Para quem for ao show, a cantora dá o seu recado: “ Sou uma pessoa muito simples. Uma cidadã que Deus deu o dom de fazer música, sem saber tocar violão, cavaco e nem outro instrumento”, disse a artista que deve tocar pandeiro no samba “Zé do Caroço”, música feita em 1978 e rejeitada pela gravadora “por não gostarem da letra”, mas que depois do segundo milênio foi gravada pelos grupos Revelação, Arte Popular, entrou na trilha do filme “Tropa de Elite”, sendo registrada ainda por Seu Jorge e Mariana Aidar.
Concluindo, a artista promete que o público irá assistir a um show “de muita simplicidade, mas acima de tudo de muita verdade e de construção de vida. Porque tudo o que vou cantar é dos anos 1970, e me faz lembrar exatamente como era o palanque dos compositores da Mangueira, da quadra antiga e dos coros”.

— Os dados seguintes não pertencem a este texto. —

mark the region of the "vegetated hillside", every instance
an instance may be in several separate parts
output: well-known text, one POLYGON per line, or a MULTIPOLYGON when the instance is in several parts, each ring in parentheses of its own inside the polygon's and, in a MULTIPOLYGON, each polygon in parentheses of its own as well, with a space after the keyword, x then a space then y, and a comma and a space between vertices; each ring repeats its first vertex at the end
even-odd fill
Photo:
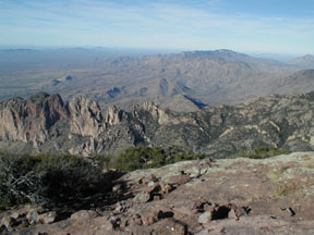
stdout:
MULTIPOLYGON (((58 60, 56 54, 65 53, 64 49, 51 51, 51 58, 55 59, 50 64, 45 60, 43 64, 36 62, 36 66, 32 66, 29 62, 25 63, 27 66, 14 66, 14 63, 2 66, 0 99, 4 100, 16 94, 25 98, 46 91, 58 92, 67 100, 84 96, 123 107, 140 104, 145 100, 154 100, 156 103, 167 100, 167 108, 176 111, 178 102, 171 101, 178 95, 188 96, 201 103, 218 106, 237 104, 247 98, 275 92, 292 94, 294 88, 298 92, 314 89, 312 75, 307 79, 303 79, 301 75, 302 79, 299 79, 300 74, 297 73, 304 69, 313 70, 310 65, 253 58, 231 50, 137 57, 119 57, 110 51, 88 51, 69 49, 69 54, 77 54, 80 60, 72 60, 70 55, 65 57, 69 61, 58 60), (299 81, 295 87, 294 76, 299 81), (65 79, 67 77, 71 79, 65 79)), ((29 53, 36 58, 39 52, 35 50, 29 53)))
MULTIPOLYGON (((61 221, 58 207, 26 206, 0 213, 0 233, 313 234, 313 152, 294 152, 263 160, 204 159, 137 170, 112 182, 111 200, 94 195, 84 198, 94 198, 93 203, 77 211, 71 207, 74 197, 67 205, 71 213, 61 221)), ((76 174, 70 183, 85 175, 95 181, 95 173, 76 174)), ((70 193, 87 185, 78 184, 70 193)))
POLYGON ((13 152, 114 153, 130 146, 181 146, 224 158, 241 149, 274 146, 313 150, 314 92, 255 98, 239 106, 182 113, 154 103, 132 111, 76 97, 38 94, 0 104, 0 148, 13 152))

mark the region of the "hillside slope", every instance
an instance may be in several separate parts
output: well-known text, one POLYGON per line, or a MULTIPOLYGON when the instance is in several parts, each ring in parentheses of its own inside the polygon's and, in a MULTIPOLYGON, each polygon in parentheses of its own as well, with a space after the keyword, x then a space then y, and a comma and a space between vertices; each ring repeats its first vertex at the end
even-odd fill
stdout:
POLYGON ((145 102, 131 111, 84 97, 59 95, 0 103, 0 148, 13 152, 117 153, 130 146, 177 145, 214 158, 240 149, 275 146, 314 150, 314 92, 255 98, 239 106, 172 112, 145 102))
MULTIPOLYGON (((67 220, 53 223, 48 212, 38 215, 46 224, 13 228, 29 235, 313 234, 313 152, 295 152, 265 160, 185 161, 140 170, 116 182, 116 200, 107 207, 97 199, 93 208, 67 220)), ((23 218, 23 211, 34 213, 25 208, 9 211, 5 218, 23 218)))

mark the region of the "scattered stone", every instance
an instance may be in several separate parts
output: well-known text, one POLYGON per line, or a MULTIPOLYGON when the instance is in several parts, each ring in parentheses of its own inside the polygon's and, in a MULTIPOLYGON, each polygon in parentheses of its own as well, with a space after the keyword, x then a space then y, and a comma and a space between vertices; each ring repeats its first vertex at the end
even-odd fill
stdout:
POLYGON ((119 193, 122 190, 122 185, 121 184, 117 184, 112 187, 112 191, 113 193, 119 193))
POLYGON ((210 211, 206 211, 198 217, 198 223, 201 223, 201 224, 209 223, 209 221, 212 221, 212 212, 210 211))
POLYGON ((50 211, 47 213, 43 213, 38 215, 38 222, 44 223, 44 224, 50 224, 56 221, 57 218, 57 212, 56 211, 50 211))
POLYGON ((72 220, 90 220, 98 217, 98 213, 93 210, 81 210, 71 214, 72 220))
POLYGON ((149 201, 149 199, 150 199, 150 194, 142 191, 142 193, 138 193, 134 197, 133 201, 136 203, 146 203, 147 201, 149 201))
POLYGON ((141 215, 140 214, 134 214, 133 218, 132 218, 132 223, 135 224, 135 225, 141 226, 143 224, 141 215))
POLYGON ((11 217, 5 215, 1 220, 0 227, 4 226, 7 228, 11 228, 12 226, 14 226, 14 224, 15 224, 15 220, 11 217))
POLYGON ((27 218, 29 224, 38 223, 38 212, 37 212, 37 210, 31 210, 26 214, 26 218, 27 218))
POLYGON ((156 211, 145 212, 141 215, 141 219, 142 219, 142 224, 144 226, 148 226, 158 221, 158 212, 156 211))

Contudo, alguns sambas mais atuais estarão no repertório, como “Me Perdoa Poeta”, que Brandão fez em alusão ao fato de Vinicius de Moraes (1913-1980) ter dito que São Paulo era o túmulo do samba.
No espetáculo, a compositora será acompanhada pelo grupo paulistano, o Sampagode, formado por Marcus Boldrini (violonista e pentacampeão de samba-enredo da Rosas de Ouro, diretor musical do espetáculo e produtor do último CD da artista, “Simples Assim”), PH (cavaco), Jeferson Ba ( percussão), Mestre Pelé (surdo) e Eder Brasil (pandeiro).
SHOW LUZ, CÂMERA E CLOSE
ARTISTAS Leci Brandão e Gustavo Galo
QUANDO Hoje (23), às 20h
ONDE No CCBB São Paulo, r. Álvares Penteado, 112, Centro, tel. (11) 3113-3651
QUANTO R$ 20 (inteira) e R$ 10 (meia)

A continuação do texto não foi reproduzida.